What Visitors Can Do at the Festival: The Exhibit Hall will be open from Friday through Sunday afternoon and is one of the best harp shopping and music buying showrooms on the East Coast. If you’ve always wanted to play the harp (and who hasn’t?), this is the best place to try them out

“Every harper I know has had someone come up to them and say ‘I always wanted to learn the harp’,” she says, so there will be a workshop at the festival called just that and tailored for the inquisitive nonplayer. Get there early because that workshop is given at 10am. “We want to light that spark to encourage people to play,” says DeAngelo. Also included in the visitor’s ticket is admittance to the extensive showroom with harps of every shape, size and sound—from replicas of medieval and renaissance harps to modern harps made out of high-tech carbon fiber—and even harp kits for the do-it-yourselfer. Then there’s something called a “harp tasting”.

“There aren’t any winners in a harp tasting,” says DeAngelo, “because each person has their own opinion about what they like—like in a wine tasting.” The harps are sampled by a professional player and the audience judges based solely on sound. It’s a blind test (for the audience, not the players) to keep looks from distracting the listeners. The models and makers are revealed at the end of the tasting and audience members can take their judging sheets into the showroom and see the harps up close, try them out and cost compare. “Lots of people come to this festival just to harp shop,” says DeAngelo. “An instrument like this not something you just buy out of a catalog.”
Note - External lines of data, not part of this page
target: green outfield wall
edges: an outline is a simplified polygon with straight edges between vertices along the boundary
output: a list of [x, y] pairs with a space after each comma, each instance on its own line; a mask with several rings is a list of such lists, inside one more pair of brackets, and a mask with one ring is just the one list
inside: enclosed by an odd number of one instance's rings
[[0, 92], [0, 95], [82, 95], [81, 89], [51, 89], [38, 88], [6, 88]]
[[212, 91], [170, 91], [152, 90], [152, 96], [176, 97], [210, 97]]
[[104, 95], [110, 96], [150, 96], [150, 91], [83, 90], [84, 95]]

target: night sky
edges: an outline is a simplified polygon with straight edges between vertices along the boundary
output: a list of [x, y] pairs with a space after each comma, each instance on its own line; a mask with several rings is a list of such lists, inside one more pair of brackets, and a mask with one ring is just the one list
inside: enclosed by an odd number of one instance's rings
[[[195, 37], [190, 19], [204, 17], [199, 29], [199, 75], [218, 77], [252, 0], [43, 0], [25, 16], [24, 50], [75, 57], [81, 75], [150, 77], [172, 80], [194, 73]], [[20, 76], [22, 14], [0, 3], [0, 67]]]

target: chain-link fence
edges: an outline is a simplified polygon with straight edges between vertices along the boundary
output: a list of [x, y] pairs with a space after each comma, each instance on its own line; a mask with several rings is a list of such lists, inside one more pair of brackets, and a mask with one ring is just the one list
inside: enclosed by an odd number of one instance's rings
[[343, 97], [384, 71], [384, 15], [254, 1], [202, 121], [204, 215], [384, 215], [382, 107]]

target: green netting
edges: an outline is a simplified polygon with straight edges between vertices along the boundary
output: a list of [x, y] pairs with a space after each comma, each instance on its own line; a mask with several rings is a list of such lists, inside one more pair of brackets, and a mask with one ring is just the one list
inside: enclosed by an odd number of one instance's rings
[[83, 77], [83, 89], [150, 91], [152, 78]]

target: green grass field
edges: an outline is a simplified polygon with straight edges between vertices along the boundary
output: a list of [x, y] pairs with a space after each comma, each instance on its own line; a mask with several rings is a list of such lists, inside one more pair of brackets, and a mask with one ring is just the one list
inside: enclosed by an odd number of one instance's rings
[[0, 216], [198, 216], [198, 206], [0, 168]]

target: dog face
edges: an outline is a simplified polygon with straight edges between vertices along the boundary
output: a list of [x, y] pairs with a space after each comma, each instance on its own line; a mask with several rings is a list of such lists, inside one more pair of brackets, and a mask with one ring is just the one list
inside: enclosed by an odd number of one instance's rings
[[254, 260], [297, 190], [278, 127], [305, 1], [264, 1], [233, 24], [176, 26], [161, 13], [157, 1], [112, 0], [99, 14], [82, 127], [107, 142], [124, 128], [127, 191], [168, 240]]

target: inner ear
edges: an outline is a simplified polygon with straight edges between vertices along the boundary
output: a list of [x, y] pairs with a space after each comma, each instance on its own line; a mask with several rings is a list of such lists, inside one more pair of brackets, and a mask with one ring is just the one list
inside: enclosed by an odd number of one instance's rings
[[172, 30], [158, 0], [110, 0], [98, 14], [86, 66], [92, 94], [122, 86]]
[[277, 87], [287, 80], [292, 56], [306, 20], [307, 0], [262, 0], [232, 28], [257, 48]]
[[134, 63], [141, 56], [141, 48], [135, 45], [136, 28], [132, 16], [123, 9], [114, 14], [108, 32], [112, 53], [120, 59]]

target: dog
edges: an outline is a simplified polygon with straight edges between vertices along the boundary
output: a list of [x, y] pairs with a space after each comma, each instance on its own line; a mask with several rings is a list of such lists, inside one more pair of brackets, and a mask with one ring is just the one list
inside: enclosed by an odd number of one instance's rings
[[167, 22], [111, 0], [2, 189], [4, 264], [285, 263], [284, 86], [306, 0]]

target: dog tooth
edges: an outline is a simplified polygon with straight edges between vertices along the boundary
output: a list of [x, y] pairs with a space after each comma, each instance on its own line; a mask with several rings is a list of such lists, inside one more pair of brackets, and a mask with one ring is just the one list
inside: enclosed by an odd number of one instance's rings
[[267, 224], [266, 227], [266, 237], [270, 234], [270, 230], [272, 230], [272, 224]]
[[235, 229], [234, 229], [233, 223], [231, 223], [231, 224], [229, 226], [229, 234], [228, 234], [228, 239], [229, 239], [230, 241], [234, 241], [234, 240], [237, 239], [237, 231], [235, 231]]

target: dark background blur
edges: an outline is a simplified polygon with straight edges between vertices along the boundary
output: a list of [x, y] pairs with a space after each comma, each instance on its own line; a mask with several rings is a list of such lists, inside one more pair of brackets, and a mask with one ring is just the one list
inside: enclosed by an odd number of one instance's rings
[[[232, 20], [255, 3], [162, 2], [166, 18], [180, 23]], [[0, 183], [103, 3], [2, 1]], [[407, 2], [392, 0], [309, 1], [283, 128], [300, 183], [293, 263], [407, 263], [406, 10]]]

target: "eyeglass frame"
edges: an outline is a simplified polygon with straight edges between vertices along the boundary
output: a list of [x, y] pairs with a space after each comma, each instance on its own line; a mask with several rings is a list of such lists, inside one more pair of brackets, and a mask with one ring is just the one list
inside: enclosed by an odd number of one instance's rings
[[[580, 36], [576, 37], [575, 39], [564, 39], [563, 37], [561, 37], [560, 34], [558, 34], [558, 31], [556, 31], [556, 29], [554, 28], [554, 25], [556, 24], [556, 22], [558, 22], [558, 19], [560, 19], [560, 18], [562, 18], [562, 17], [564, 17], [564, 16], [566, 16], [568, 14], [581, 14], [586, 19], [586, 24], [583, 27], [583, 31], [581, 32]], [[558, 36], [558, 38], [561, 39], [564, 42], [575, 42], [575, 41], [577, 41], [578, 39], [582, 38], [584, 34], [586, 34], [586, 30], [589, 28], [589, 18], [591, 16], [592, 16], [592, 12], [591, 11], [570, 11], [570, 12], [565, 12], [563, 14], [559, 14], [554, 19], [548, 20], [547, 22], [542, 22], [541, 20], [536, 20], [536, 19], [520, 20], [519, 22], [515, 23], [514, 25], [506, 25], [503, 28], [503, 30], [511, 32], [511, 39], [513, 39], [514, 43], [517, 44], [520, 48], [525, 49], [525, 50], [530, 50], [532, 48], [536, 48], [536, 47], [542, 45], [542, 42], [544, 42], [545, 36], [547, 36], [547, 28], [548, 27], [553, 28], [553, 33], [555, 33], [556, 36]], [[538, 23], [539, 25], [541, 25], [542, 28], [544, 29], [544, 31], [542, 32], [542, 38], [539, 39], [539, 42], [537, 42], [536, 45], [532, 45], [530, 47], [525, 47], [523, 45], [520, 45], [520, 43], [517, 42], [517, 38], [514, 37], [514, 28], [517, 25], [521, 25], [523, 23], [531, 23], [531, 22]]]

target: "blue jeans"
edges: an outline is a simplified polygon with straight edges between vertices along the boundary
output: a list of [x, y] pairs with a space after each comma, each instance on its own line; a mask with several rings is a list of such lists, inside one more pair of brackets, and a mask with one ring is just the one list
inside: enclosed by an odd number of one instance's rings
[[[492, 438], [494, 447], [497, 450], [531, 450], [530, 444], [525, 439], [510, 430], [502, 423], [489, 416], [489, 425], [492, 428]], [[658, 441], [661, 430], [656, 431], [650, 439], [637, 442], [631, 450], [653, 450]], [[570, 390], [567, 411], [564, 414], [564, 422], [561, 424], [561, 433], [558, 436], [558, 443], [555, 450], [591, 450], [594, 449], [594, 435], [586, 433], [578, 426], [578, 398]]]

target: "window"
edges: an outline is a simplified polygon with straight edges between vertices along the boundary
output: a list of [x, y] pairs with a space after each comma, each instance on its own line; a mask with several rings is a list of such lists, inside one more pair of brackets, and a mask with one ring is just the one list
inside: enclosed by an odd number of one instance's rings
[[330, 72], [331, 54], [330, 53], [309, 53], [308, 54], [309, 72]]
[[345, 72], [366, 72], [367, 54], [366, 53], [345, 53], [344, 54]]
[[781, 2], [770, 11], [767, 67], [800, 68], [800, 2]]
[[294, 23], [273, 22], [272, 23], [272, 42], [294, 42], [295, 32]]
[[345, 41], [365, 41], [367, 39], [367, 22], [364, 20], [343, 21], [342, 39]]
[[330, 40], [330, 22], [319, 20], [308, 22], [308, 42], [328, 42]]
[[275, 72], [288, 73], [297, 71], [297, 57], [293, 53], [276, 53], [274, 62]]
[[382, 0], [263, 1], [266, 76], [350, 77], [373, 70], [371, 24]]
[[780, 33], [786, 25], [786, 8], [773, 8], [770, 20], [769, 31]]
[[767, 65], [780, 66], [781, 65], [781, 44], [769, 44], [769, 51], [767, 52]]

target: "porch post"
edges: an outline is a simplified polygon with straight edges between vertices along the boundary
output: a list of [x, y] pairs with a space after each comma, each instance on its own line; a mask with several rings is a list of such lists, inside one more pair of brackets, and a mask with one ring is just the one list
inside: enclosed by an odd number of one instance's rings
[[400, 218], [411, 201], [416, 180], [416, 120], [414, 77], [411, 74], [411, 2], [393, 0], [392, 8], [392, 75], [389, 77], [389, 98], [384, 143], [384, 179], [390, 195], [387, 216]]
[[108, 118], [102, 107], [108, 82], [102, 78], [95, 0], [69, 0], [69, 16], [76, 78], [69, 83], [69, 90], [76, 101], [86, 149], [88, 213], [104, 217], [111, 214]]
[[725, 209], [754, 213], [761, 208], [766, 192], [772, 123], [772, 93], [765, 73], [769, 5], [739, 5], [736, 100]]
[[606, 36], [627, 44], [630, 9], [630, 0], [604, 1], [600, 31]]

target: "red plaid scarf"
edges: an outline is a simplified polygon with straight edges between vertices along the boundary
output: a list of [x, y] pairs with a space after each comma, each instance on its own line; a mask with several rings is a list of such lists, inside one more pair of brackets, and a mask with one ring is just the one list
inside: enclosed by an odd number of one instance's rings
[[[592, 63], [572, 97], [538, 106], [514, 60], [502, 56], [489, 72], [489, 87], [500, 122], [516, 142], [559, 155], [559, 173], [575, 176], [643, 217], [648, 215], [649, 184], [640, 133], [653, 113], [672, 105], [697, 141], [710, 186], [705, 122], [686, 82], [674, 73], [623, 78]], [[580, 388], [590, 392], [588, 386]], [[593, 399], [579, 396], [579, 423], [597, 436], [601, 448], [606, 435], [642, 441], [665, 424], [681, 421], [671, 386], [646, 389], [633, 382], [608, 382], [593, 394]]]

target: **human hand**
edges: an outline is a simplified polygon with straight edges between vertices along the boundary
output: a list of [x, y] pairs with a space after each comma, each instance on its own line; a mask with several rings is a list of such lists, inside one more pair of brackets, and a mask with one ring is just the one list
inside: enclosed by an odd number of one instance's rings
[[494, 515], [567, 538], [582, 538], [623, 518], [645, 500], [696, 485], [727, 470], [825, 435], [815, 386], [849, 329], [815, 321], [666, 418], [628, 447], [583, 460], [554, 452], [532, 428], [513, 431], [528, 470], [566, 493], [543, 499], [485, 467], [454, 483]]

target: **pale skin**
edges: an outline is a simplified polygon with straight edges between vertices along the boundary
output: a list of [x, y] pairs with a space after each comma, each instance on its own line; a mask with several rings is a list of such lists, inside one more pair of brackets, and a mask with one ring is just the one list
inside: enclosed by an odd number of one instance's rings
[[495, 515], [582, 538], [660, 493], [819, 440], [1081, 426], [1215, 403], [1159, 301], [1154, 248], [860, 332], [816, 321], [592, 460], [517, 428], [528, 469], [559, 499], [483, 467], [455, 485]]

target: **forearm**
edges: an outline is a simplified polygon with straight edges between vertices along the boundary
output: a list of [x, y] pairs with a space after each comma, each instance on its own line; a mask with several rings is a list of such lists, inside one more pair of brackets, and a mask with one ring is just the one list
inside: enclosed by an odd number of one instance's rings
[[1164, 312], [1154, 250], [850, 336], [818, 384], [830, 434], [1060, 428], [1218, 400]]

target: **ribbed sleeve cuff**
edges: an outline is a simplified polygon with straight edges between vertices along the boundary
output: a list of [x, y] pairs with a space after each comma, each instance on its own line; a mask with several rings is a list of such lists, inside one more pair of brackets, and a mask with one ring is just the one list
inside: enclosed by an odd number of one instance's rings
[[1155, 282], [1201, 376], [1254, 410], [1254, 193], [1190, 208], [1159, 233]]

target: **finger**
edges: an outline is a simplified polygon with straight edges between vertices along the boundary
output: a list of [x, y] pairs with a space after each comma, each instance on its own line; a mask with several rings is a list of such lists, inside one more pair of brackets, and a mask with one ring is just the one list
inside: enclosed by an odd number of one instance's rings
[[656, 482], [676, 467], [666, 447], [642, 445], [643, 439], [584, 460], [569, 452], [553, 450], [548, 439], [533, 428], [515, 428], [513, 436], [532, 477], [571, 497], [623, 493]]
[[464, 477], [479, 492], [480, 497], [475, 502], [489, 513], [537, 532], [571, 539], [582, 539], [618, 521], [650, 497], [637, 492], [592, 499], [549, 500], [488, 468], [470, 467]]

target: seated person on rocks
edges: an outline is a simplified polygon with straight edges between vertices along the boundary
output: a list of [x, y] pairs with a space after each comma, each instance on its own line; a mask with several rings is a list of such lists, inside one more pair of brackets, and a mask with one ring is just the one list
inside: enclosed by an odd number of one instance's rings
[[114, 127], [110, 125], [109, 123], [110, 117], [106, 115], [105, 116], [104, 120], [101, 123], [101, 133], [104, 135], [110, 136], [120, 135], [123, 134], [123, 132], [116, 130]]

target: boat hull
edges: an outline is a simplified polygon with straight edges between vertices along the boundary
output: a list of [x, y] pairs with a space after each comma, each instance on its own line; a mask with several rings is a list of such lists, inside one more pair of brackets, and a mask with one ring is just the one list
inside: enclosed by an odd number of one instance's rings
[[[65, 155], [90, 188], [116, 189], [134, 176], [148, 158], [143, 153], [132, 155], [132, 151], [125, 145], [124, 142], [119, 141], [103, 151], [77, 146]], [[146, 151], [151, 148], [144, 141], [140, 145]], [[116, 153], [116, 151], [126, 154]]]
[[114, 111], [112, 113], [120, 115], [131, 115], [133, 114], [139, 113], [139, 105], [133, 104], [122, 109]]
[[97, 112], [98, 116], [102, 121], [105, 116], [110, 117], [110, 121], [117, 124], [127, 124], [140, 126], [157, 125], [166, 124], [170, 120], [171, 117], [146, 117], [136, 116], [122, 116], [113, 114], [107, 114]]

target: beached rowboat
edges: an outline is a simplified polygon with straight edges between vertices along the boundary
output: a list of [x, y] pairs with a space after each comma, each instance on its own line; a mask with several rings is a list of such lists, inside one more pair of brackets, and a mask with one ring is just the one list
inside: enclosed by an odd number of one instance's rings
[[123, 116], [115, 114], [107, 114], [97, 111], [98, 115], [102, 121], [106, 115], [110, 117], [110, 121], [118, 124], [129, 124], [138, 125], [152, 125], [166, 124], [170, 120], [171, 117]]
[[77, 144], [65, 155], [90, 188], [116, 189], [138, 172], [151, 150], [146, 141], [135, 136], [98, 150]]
There are lunchtime concerts on Friday and Saturday and the visitor can sit and enjoy their lunch while listening to the featured harp ensembles. There are a limited number of concert tickets available to the public for the evening concert series. Sunday’s special public program starts early with a lecture at 9am on The History of the Irish Harp by Gráinne Hambly, followed by the Sunday concert at 11am. Included in the Sunday special price of $15 is the harp showroom until 3pm.

If you go: The $15 Visitor’s ticket can be purchased at the door for admittance to the showroom and the special public workshops and daytime concerts. Evening concerts, at 7:30pm, are general seating at $25 per ticket (check availability online at www.somersetharpfest.com/concerts.html. The Hilton is located at 1 Hilton Court, Parsippany NJ. See the festival website for performer biographies and other details: www.somersetharpfest.com.